Briefs & Comments

  • May 6, 2014

    The Reporters Committee filed a brief in a FOIA case concerning prison records. Prison Legal News requested from the Federal Bureau of Prisons all documents related to claims filed against the bureau and settlements related to those claims. The bureau did release much of the information PLN asked for, but redacted key details about who filed some of the complaints and who was accused, citing both FOIA privacy exemptions (b(6) and b(7)(C)) to justify the redactions. A district court judge upheld the redactions, finding that the privacy interests at stake outweighed the public interest. The Reporters Committee's brief argued that no FOIA exemption applies to the information at issue, and that if the privacy exemptions do apply, the public interest in the information outweighs the privacy interest at stake because the identity information will help the public better assess how BOP is handling tort and civil rights complaints.

  • May 2, 2014

    The Reporters Committee jjoined a media amicus brief in a case involving payment disputes between the NCAA and its student athletes. The athletes contend that they have a right of publicity in the live broadcast, or re-broadcast, of any game in which they play, meaning that broadcasters must negotiate with them for rights regardless of what rights they obtain from a school or conference. The amicus brief argues that such an outcome would be a dramatic shift in the definition of publicity rights that would interfere with the media’s ability to air matters of public interest, and is not the proper way to resolve the dispute over whether college athletes should be paid. The brief was written by Nathan Siegel and Celeste Phillips of Levine Sullivan Koch and Schulz, and Erwin Chemerinsky of U.C. Irvine.

  • May 1, 2014

    Tom Scholz, founder of the band Boston, sued the Boston Herald for libel over a series of stories that discussed motivating factors that may have led fellow band member Brad Delp to take his own life.

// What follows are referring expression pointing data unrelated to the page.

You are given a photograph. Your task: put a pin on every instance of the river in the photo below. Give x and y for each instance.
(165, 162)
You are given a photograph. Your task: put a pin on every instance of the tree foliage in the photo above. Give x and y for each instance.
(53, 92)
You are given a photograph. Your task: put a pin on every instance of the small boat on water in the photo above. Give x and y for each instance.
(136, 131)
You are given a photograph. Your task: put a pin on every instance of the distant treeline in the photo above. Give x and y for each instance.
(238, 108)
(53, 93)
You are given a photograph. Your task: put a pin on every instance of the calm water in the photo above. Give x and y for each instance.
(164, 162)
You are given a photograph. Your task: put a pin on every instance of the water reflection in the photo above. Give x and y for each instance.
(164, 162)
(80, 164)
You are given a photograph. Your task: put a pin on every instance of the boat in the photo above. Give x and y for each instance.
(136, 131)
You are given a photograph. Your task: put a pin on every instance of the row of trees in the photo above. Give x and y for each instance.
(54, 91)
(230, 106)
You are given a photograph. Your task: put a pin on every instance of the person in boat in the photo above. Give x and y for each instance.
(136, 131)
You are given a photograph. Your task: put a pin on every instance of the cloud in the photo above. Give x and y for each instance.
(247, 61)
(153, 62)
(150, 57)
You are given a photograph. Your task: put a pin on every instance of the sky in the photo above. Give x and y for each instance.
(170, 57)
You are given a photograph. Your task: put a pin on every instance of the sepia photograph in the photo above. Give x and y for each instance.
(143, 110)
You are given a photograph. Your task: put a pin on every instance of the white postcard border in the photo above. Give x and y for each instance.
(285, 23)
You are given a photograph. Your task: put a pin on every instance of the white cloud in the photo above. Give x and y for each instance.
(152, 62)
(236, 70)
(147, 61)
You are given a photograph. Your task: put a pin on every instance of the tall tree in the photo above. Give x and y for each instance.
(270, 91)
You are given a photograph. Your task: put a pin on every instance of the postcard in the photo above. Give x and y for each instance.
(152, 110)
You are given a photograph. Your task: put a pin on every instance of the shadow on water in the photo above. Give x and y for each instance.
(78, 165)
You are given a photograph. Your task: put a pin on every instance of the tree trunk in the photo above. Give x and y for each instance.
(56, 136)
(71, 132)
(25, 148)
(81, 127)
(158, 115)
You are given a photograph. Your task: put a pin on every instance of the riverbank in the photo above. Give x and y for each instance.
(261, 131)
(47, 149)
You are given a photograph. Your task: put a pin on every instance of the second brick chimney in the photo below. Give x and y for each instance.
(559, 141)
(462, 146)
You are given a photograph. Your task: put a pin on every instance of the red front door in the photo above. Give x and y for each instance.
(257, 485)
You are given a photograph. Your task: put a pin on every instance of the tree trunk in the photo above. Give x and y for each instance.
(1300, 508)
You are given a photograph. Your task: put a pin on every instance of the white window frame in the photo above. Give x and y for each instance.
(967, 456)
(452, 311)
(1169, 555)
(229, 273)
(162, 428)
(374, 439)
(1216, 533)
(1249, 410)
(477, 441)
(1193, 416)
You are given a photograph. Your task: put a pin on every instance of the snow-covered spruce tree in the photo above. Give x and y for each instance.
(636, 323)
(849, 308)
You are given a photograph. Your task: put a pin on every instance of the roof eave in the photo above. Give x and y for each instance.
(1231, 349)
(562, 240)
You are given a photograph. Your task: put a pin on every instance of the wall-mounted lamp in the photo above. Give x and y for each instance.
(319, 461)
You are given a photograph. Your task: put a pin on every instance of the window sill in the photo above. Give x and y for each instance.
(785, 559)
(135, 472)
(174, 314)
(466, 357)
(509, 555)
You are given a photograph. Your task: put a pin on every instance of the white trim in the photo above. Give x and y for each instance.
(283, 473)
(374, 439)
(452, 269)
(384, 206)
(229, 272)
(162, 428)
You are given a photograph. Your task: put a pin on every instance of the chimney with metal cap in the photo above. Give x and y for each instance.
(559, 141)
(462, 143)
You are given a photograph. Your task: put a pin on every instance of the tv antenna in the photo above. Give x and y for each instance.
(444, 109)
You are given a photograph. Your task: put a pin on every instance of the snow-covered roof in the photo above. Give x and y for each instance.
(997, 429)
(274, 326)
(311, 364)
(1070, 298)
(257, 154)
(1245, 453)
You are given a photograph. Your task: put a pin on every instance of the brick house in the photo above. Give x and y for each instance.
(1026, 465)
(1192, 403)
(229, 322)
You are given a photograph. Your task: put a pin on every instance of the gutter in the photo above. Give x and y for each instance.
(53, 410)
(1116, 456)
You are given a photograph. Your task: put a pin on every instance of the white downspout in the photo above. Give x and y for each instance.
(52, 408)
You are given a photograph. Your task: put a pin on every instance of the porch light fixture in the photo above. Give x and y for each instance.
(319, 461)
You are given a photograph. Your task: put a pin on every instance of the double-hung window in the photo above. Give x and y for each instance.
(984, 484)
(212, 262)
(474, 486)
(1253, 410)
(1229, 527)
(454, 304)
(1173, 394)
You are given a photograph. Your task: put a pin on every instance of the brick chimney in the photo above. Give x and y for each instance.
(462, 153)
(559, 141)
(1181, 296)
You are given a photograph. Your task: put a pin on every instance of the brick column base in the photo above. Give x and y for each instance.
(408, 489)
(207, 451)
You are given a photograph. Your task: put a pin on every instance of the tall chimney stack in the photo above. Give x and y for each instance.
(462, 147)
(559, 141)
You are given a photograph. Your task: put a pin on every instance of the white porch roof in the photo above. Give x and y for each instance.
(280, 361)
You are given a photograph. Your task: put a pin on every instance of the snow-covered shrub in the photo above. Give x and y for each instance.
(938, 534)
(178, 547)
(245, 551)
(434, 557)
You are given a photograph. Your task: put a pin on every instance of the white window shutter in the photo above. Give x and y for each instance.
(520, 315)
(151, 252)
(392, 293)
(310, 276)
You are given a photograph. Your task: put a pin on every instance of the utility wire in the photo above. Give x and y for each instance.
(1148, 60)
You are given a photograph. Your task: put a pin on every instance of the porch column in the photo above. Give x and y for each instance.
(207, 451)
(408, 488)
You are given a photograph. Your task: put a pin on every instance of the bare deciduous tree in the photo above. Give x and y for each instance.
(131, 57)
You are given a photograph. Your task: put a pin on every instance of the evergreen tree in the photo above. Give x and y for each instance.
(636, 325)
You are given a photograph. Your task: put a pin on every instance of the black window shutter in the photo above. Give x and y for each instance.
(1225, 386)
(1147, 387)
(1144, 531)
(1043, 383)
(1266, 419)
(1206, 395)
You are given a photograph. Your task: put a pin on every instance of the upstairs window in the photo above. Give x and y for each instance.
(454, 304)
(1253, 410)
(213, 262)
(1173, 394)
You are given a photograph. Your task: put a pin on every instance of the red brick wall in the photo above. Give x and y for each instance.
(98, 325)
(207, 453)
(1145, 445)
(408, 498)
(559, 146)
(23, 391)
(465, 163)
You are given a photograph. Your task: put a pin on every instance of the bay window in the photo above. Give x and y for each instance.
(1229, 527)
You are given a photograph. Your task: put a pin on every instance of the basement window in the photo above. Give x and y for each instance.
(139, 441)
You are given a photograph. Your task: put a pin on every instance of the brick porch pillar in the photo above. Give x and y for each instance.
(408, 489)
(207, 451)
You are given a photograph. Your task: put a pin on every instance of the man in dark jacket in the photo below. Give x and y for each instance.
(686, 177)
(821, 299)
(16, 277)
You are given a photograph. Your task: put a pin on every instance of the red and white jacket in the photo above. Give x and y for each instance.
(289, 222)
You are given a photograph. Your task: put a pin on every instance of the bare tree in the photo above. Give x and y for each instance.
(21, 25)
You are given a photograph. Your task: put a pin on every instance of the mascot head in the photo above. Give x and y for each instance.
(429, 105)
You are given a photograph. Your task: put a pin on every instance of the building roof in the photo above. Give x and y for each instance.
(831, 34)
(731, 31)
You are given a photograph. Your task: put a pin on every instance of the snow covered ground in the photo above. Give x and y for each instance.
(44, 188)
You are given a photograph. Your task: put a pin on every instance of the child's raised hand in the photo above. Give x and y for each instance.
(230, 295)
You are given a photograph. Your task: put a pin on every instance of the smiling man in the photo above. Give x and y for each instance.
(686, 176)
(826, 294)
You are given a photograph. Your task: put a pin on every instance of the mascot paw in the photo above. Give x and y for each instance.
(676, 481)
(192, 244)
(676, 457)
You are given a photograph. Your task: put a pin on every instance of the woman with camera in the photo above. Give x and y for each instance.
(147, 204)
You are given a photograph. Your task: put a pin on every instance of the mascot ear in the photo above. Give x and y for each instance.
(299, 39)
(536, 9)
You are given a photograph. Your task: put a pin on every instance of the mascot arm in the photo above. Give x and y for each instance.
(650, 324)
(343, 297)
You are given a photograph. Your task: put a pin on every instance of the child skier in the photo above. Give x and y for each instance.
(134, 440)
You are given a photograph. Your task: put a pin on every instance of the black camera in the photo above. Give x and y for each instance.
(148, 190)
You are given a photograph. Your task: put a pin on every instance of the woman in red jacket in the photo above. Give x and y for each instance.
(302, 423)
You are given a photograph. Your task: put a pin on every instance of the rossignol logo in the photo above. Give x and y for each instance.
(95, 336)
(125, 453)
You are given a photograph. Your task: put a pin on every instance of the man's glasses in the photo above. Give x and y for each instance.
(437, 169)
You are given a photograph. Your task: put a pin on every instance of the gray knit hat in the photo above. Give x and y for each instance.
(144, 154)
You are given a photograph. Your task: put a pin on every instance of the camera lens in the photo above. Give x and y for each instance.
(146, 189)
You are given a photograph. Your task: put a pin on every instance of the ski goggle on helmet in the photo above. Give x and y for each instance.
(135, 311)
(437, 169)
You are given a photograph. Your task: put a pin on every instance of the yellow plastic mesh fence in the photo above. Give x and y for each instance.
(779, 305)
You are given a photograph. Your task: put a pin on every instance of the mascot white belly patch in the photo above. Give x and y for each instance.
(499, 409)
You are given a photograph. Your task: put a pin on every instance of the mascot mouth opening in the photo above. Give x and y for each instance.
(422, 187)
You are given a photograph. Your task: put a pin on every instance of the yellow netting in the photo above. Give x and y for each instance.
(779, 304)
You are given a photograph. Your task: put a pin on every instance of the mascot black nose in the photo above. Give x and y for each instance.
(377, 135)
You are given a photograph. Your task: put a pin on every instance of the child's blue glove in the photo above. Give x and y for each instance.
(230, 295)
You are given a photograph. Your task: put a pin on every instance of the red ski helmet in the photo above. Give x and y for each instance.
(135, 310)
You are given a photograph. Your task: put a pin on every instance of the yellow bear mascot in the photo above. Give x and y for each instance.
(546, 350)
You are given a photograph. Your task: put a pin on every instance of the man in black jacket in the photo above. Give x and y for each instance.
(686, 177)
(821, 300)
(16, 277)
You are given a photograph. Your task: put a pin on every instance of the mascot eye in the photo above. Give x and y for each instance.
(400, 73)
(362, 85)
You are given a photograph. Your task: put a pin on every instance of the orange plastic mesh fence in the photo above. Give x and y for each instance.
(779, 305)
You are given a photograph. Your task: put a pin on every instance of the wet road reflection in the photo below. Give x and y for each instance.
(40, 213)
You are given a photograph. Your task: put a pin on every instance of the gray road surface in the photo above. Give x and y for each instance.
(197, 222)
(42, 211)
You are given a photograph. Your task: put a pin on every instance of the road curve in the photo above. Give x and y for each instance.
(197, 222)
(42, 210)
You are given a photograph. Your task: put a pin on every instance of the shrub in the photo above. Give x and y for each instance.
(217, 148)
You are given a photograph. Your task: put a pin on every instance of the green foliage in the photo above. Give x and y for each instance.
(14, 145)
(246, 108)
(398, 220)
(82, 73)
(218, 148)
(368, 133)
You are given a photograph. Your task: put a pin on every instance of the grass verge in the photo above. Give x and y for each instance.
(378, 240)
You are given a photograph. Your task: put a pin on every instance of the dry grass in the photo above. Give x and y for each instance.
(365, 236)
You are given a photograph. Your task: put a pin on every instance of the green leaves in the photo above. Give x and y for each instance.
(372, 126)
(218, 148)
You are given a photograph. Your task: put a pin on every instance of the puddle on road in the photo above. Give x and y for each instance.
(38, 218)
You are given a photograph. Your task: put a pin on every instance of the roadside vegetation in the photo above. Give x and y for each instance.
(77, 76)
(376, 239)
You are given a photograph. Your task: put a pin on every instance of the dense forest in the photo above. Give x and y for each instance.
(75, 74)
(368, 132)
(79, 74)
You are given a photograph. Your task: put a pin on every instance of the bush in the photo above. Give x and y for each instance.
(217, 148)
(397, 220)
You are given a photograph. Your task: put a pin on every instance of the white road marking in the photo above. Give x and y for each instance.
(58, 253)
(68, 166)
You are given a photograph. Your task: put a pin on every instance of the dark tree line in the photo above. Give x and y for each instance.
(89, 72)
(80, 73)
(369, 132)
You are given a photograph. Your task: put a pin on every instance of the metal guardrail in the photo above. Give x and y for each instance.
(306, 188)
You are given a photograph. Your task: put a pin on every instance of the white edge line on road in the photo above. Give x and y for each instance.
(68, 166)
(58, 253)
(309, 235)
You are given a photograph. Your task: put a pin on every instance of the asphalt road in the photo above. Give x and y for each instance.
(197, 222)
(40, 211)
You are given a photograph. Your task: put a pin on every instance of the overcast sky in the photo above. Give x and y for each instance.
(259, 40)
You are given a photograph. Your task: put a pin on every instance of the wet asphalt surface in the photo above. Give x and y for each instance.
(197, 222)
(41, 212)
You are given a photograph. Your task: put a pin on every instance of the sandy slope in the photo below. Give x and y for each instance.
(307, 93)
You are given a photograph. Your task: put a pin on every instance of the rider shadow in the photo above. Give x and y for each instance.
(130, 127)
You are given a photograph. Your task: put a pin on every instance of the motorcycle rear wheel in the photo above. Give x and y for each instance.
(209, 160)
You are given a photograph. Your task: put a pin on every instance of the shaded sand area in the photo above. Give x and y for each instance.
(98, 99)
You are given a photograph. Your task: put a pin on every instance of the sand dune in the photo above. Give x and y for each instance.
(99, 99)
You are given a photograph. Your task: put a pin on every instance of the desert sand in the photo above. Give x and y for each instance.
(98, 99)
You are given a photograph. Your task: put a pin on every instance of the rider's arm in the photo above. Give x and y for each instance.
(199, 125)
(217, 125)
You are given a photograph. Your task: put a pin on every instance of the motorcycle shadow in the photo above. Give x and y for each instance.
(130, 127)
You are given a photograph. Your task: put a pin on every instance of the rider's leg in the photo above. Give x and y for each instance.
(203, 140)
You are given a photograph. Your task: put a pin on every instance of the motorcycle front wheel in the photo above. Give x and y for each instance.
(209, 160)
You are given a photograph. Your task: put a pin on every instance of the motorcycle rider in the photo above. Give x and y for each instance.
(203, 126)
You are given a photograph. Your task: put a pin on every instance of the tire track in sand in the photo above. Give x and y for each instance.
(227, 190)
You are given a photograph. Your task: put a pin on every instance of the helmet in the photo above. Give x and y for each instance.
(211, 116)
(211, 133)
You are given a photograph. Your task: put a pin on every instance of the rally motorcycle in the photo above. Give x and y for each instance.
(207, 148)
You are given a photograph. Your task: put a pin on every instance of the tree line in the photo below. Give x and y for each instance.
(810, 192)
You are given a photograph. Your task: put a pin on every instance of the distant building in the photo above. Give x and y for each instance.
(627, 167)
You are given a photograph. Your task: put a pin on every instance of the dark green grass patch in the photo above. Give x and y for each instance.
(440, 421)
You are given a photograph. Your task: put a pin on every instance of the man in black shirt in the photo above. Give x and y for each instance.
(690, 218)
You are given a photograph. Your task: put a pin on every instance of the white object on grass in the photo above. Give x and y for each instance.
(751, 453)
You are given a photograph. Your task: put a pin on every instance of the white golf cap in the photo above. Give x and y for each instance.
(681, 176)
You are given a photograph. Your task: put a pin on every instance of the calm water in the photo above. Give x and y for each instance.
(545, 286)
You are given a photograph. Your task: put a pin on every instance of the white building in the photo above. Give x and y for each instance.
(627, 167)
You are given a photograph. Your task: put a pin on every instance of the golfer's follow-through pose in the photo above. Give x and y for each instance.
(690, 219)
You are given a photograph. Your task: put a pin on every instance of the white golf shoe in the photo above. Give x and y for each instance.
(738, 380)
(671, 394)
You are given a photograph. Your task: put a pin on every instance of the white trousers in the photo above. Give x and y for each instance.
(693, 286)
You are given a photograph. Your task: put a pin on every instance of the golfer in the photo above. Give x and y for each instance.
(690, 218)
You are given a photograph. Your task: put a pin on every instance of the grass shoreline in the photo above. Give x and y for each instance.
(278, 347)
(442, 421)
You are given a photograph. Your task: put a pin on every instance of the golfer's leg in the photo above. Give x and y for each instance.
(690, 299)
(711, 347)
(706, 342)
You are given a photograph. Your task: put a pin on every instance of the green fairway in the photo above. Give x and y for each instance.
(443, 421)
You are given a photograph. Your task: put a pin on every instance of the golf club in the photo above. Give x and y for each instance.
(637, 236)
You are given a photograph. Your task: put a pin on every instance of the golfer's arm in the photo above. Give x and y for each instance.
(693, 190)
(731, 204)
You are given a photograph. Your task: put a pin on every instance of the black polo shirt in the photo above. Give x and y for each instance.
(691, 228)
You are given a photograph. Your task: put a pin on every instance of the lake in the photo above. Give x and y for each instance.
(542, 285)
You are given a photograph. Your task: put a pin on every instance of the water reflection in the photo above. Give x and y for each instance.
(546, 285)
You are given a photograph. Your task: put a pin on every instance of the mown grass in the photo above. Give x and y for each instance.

The Reporters Committee and 25 other media organizations argued the Herald's statements were protected opinion because the Herald disclosed truthful facts that formed the basis of the statements, allowing readers to draw their own conclusions from the facts presented, and because the Herald's conjecture as to why Delp may have taken his own life cannot be proven false and therefore cannot be actionable. The brief noted that offering analysis and speculation is an important part of journalism that contributes to a robust public discourse on matters of public importance, and the court must allow this type of speech to continue unhindered.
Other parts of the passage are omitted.